Estudos contestam alegações pró-aborto sobre a saúde materna e o 'êxodo de obstetras-ginecologistas'





nulo / Syda Productions via http://www.shutterstock.com.

Redação da CNA, 10 de jul. de 2025 / 17:10 (CNA).

Aqui está um resumo das notícias recentes sobre o movimento pró-vida e o aborto.

Estudos refutam alegações pró-aborto sobre saúde materna e ‘êxodo de obstetras’

Pesquisas revisadas por pares publicadas recentemente estão contestando o que pesquisadores pró-vida chamam de “narrativas de alarmismo” sobre a saúde materna e os obstetras. 

Um estudo revisado por pares publicado last week descobriu que a morbidade materna — problemas de saúde após a gravidez ou o parto — permaneceu inalterada em estados com proteções pró-vida para crianças ainda não nascidas. 

Mas em estados pró-aborto, as taxas de morbidade materna aumentaram significativamente, de acordo com o estudo publicado pela BMC Public Health. Além disso, a taxa de mortalidade infantil permaneceu a mesma em estados com proteções pró-vida.

O chamado “êxodo de obstetras”, a alegação de que os obstetras estavam fugindo de estados pró-vida, também é falso, de acordo com um recente JAMA artigo. O artigo descobriu que os obstetras não estão fugindo de estados com proteções pró-vida. 

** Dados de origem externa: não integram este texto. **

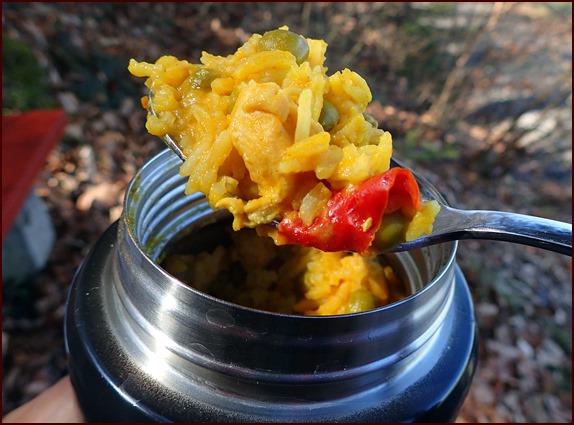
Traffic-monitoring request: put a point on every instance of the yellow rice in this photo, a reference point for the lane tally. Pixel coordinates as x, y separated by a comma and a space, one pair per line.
249, 125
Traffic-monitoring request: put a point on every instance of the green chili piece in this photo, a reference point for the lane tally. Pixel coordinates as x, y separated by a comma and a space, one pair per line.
285, 40
360, 300
201, 79
329, 116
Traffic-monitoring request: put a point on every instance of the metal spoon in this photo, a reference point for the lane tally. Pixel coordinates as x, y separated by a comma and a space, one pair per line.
454, 224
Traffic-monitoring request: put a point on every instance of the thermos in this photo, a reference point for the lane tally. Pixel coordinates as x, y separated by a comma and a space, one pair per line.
143, 346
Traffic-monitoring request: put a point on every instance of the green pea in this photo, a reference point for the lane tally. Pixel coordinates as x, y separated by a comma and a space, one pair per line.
392, 230
329, 116
201, 79
285, 40
371, 120
360, 300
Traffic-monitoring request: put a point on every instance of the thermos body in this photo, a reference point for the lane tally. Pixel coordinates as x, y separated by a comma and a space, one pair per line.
143, 346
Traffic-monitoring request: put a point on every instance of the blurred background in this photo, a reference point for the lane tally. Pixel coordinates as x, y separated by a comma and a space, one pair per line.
477, 96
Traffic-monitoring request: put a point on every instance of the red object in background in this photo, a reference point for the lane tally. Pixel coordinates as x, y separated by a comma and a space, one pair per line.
27, 138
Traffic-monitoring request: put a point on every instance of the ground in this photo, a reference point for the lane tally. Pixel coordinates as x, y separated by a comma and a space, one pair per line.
501, 141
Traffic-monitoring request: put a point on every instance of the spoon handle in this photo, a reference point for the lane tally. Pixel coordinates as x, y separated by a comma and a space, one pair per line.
454, 224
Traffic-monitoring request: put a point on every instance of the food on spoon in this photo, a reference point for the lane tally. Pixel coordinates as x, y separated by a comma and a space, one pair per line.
246, 269
285, 147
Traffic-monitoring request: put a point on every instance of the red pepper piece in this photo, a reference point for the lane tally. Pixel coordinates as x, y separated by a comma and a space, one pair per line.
352, 217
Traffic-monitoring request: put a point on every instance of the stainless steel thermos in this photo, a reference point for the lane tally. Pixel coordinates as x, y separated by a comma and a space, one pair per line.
143, 346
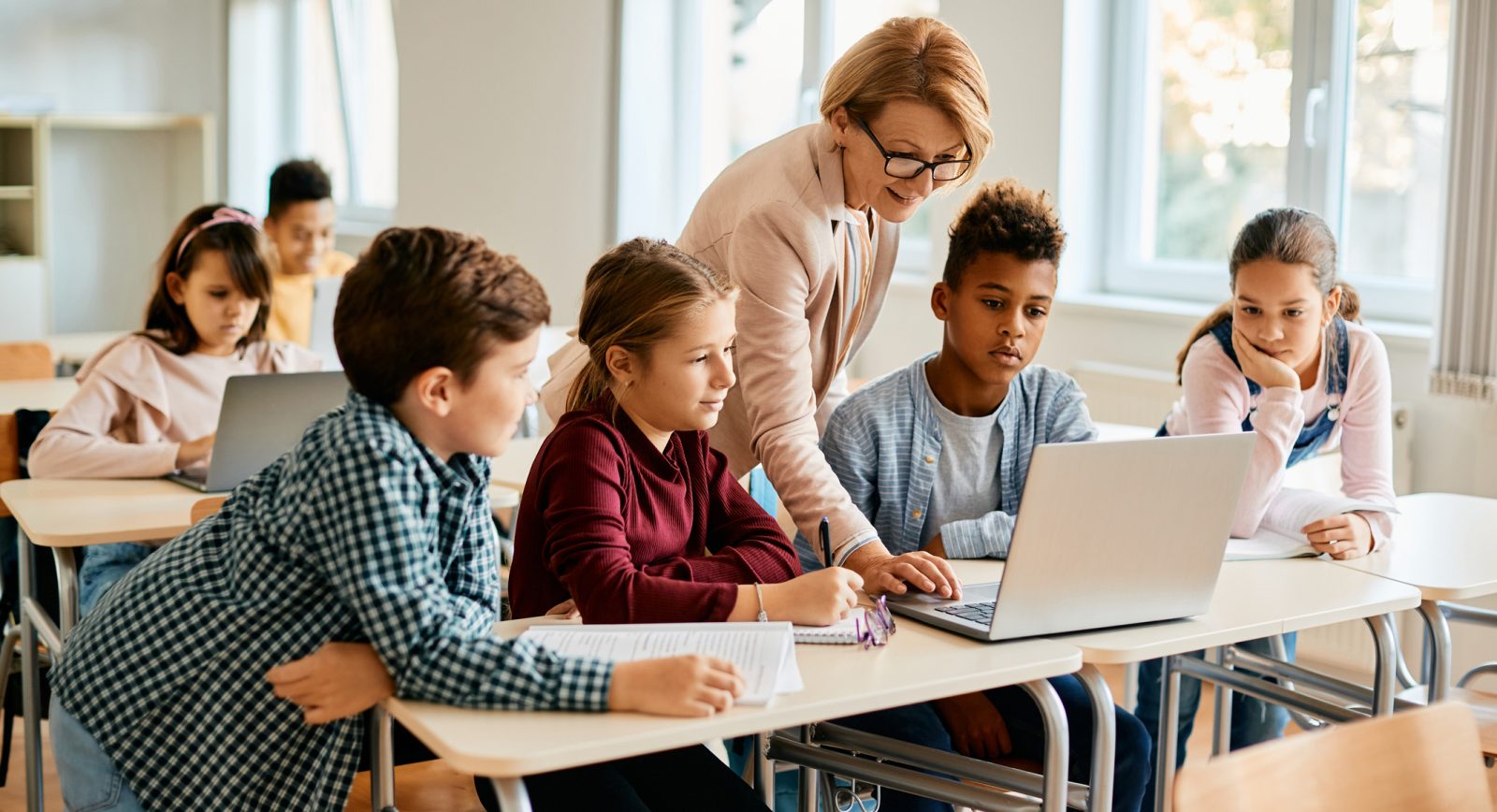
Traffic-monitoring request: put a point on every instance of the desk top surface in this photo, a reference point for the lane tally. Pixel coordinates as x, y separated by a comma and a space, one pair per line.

Cerca de 94% dos obstetras permaneceram no mesmo local de prática quando seu estado implementou proteções pró-vida, o que é quase o mesmo que os 95,8% em estados pró-aborto, de acordo com uma porta-voz do Charlotte Lozier Institute. 

Ingrid Skop, vice-presidente e diretora de assuntos médicos do Lozier Institute e obstetra certificada, disse que após a Dobbs decisão, ativistas do aborto “tentaram convencer o público de que as proteções legais para os nascituros forçariam os obstetras a deixar estados pró-vida, e que as complicações relacionadas à gravidez para as mulheres e a mortalidade infantil aumentariam”.

Mas esses dados recentes, disse Skop, “mostram que o alarmismo não condizia com os fatos”. 

“Acontece que fornecer cuidados médicos de melhor qualidade e que afirmam a vida protege a vida tanto das mães quanto dos bebês”, disse Skop à CNA. “As narrativas de alarmismo que alegam o contrário foram refutadas.” 

Quase três em cada 10 bebês não nascidos abortados na Inglaterra e no País de Gales 

Quase três em cada 10 gestações terminaram em aborto em 2022 na Inglaterra e no País de Gales, de acordo com estatísticas governamentais.

Os abortos estão nos níveis mais altos desde que os registros começaram na Inglaterra e no País de Gales, de acordo com dados recentes do Office for National Statistics. 

Os abortos aumentaram de cerca de dois em cada 10 uma década antes. A porcentagem de gestações que terminaram em abortos passou de 20,8% em 2012 para 26,5% em 2021, e agora atingiu 29,7% em 2022.

Os números foram divulgados logo após o Parlamento Britânico votar pela descriminalização de abortos ilegais em junho. 

Abortos caem na Carolina do Sul em 63%

Dois anos após a lei de proteção ao batimento cardíaco de seis semanas da Carolina do Sul entrar em vigor em maio de 2023, o departamento de saúde do estado relata que os abortos legais despencaram.

De 2023 a 2024, o estado viu uma queda de 63% no aborto, de acordo com o relatório anual de aborto. Este foi o primeiro ano completo em que a Lei de Batimento Cardíaco Fetal e Proteção contra o Aborto esteve em vigor. Em 2023, foram relatados 8.187 abortos, mas o número caiu mais da metade um ano depois, para 3.025 abortos em todo o estado em 2024.

Lisa Van Riper, presidente da South Carolina Citizens for Life, disse que a organização pró-vida do estado “se regozija com esses números”, citando a “preservação das preciosas pequenas vidas”, de acordo com uma declaração da National Right to Life.

O grupo National Right to Life também condenou a quantidade desproporcional de abortos de bebês negros. Embora 26% da Carolina do Sul seja negra, 41% dos bebês abortados eram crianças negras, observou o grupo.